I don't know if we should return to the lords and monks system :) But I'm also doubtful that we can make good progress by pulling the levers on financial incentives of commercializing science.

jl6 20 hours ago

It would be interesting for reproducibility efforts to assess “consequentiality” of failed replications, meaning: how much does it matter that a particular study wasn’t reproducible? Was it a niche study that nobody cited anyway, or was it a pivotal result that many other publications depended on, or anything in between those two extremes?

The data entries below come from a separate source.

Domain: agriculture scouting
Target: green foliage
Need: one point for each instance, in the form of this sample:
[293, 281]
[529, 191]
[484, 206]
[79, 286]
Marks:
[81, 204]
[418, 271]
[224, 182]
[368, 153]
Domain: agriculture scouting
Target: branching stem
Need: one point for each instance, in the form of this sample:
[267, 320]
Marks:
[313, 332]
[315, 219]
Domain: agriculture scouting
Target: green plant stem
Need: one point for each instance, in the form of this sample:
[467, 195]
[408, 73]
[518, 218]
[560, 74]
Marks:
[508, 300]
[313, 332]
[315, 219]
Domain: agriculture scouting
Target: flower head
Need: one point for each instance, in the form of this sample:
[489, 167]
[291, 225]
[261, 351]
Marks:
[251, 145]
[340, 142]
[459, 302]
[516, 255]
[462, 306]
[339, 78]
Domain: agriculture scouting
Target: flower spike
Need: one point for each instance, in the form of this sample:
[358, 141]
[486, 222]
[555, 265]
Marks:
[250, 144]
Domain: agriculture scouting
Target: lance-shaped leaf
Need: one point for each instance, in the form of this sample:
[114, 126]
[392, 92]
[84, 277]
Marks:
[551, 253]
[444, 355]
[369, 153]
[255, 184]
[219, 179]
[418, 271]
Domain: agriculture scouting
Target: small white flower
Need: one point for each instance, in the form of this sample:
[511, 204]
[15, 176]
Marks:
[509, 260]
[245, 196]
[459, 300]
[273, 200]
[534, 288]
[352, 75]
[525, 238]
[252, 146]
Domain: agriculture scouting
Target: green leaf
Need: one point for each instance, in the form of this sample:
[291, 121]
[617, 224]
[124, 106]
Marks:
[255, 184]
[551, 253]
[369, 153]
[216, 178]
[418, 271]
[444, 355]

I would like to think that the truly important papers receive some sort of additional validation before people start to build lives and livelihoods on them, but I’ve also seen some pretty awful citation chains where an initial weak result gets overegged by downstream papers which drop mention of its limitations.

0cf8612b2e1e 18 hours ago

It is an ongoing crisis how much Alzheimer’s research was built on faked amyloid beta data. Potentially billions of dollars from public and private research which might have been spent elsewhere had a competing theory not been overshadowed by the initial fictitious results.

pedalpete 14 hours ago

The amyloid hypothesis is still the top candidate for at least a form of Alzheimer's. But yes, the issues with one of the early studies has caused significant issues.

I say "a form of Alzheimer's" because it is likely we are labelling a few different diseases as Alzheimer's.

superfish 16 hours ago

I went searching for more info on this and found https://www.science.org/content/blog-post/faked-beta-amyloid... which was an interesting read.

SoftTalker 12 hours ago

Those studies were all run and paid for, many/most with public funding. Of course it matters.

SonOfLilit 8 hours ago

Reproducing a paper is Hard, and also Expensive. I'd expect that they wouldn't pick papers to try and reproduce at random.

jpeloquin 15 hours ago

The median sample size of the studies subjected to replication was n = 5 specimens (https://osf.io/atkd7). Probably because only protocols with an estimated cost less than BRL 5,000 (around USD 1,300 at the time) per replication were included. So it's not surprising that only ~ 60% of the original biomechemical assays' point estimates were in the replicates' 95% prediction interval. The mouse maze anxiety test (~ 10%) seems to be dragging down the average. n = 5 just doesn't give reliable estimates, especially in rodent psychology.

yummypaint 4 hours ago

This should be the top comment on HN where most users claim to have some grasp of statistics. N=5 implies a statistical uncertainty of about 45%, so they measured what one would expect, which is essentially nothing. Also this is specifically about Brazilian biomedical studies, and contains no evidence to support people's various personal vendettas against other fields in other countries. At least read the article people.